Рубеллий пожал плечами.

– И что же…, – заговорил он через некоторое время, – после похода ты засядешь в Байах и будешь растить дочь?

– Да.

– Поседеешь, – Рубеллий не удержал в себе присущего ревнивцам яда. – Наберешь вес.

– Седину скроет хна, – ухмыльнувшись, просипел Луций. – В Байах все так делают. Отращивают и завивают волосы, выкрашивают хной. Мне пойдут рыжие кудри? – он засмеялся, но смех сразу перешел в надсадный мучительный кашель. – Что до веса, – продолжил он, выпив отвара, – я не должен разжиреть. Я похож на отца, а он до самой смерти был тощим.

– Он умер молодым?

– Старым. Под конец выжил из ума и почти ослеп. Меня не узнавал. В толстой рабыне-кухарке видел Випсания Агриппу – он был с ним при Акциях. Требовал от несчастной не выжидать, а идти на таран и утопить старую египетскую суку и ее дубовое дилдо. – Голос снова пропал. Прокашлявшись, Луций пояснил: – Так он называл Антония. Никакого уважения к врагу.

Рубеллий улыбнулся. Что-то было не так. Он плохо спал ночью и проснулся разбитым. А теперь эта новость. Всего лишь ребенок, но стало еще хуже. Горло пережало спазмом. На глаза навернулись слезы.

– Ты не сможешь без всего этого, – сказал он тихо.

– Без чего?

– Без службы. Без дела. Без цели.

– У меня есть цель.

– Какая?

Луций отвел взгляд в сторону.

– Ты должен править, – прошептал Рубеллий. – Не Клавдий, не кто-то из Юлиев и не Сенат, нет. Эти жирные продажные свиньи не достойны власти. Мы победим скифов, три легиона войдут в Рим для триумфа и…

– Марк…, – в сипе послышалось предостережение.

Рубеллий шумно выдохнул, закрыл глаза.

– Не думай, что я говорю это, чтобы ты своим ответом скомпрометировал себя, – пробормотал он. Перед его внутренним взором возникло свежее воспоминание: вспышки молний, рокот грома, чернильное небо, порывы ветра, помост, утопающий в розовых потоках смешавшейся с кровью воды, обнаженные тела. – Если бы не ты, – продолжил он, не открывая глаз, – кампания была бы проиграна еще вчера. Все испугались. Легаты, трибуны, префекты, центурионы, тысячи солдат. Все до одного отдали бы год своей жизни, лишь бы сбежать оттуда, лишь бы не слышать пророчеств этого сака. Даже Приск дрогнул, я видел, чувствовал. Он бы не смог своей рукой отправить предателей к праотцам, перерезать их, как свиней…

– Я не горжусь тем, что отнял жизни у римских солдат, Марк.

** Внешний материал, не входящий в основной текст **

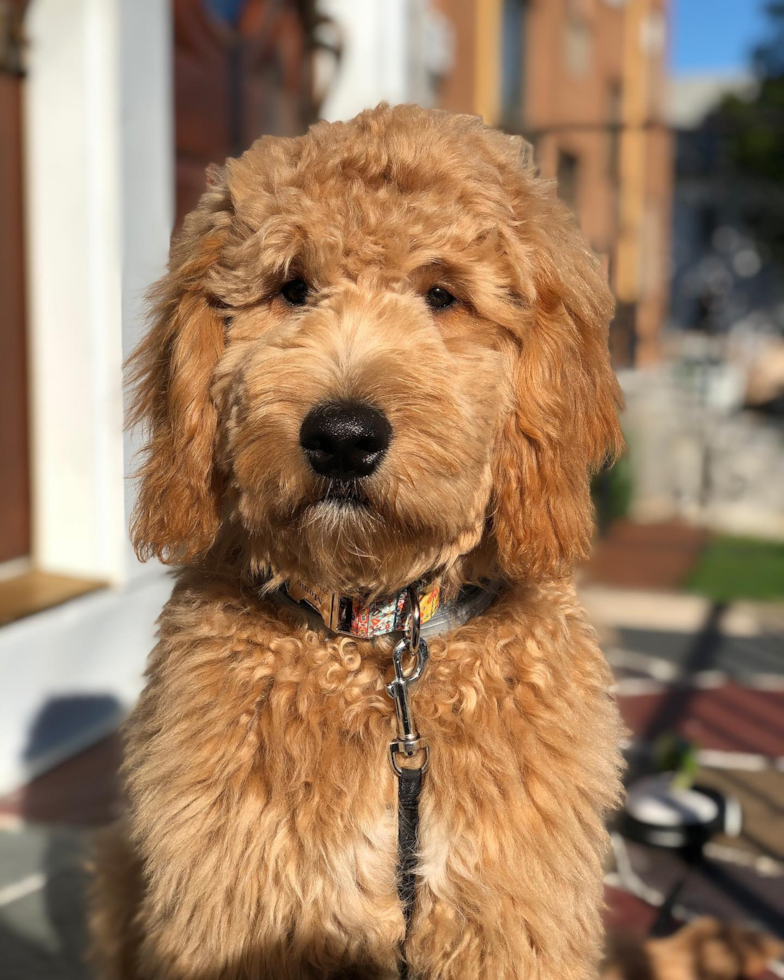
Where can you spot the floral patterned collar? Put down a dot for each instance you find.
(355, 616)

– Я видел, с какой признательностью он посмотрел на тебя, с каким облегчением. Все понимали, что исход кампании под угрозой, устрашенное войско – стадо овец, а не стая волков. Но никто не мог сдвинуться с места от страха.

– И ты?

– И я.

– От страха ли ты умолял распятого бога пощадить меня и взамен забрать твою жизнь?

Рубеллий распахнул глаза:

– Ты слышал?

– Мне рассказали.

– Прости меня!

– Не за что прощать, – Луций встал с кресла, обошел стол и встал за спиной Рубеллия. С этого все и началось, мелькнула у трибуна мысль. Тогда и настигла его эта страсть, одержимость, когда Север впервые сделал так же. Как давно это было, будто годы прошли. – Нет доблести в том, чтобы поносить богов, в которых не веришь. И верх мужества – бросать им вызов, страшась их силы. – Луций наклонился к его уху: – Косс не стал бы. Должен сказать, твой отец в деле воспитания сына преуспел лучше меня.

– Благодарю за эти слова, легат.

– То, о чем ты говорил, Марк, про триумф и мятеж…, – Луций кашлянул. – Это вероломно. Но мне нравится.

– Нравится?

– Честолюбие – хорошее качество. Однако рано размышлять о том, что будет по возвращении. Сначала мы должны победить.

– Мы победим, – как нечто само собою разумеющееся сказал Рубеллий.

– Недооценивать врага – путь к поражению, Марк.

– Прости мою самонадеянность. – Он обернулся, поднял глаза: – Так ты… все-таки… не Байи? Не отставка?

– Отставка, Байи, дочь. И пока я буду квохтать над ее колыбелью, мой сын начнет осуществлять свои честолюбивые замыслы.

– Сын? – нахмурившись, Рубелий вернул взгляд обратно, упер его в стол.

– Дочь – это неомраченная радость. Но мне нужен сын, наследник.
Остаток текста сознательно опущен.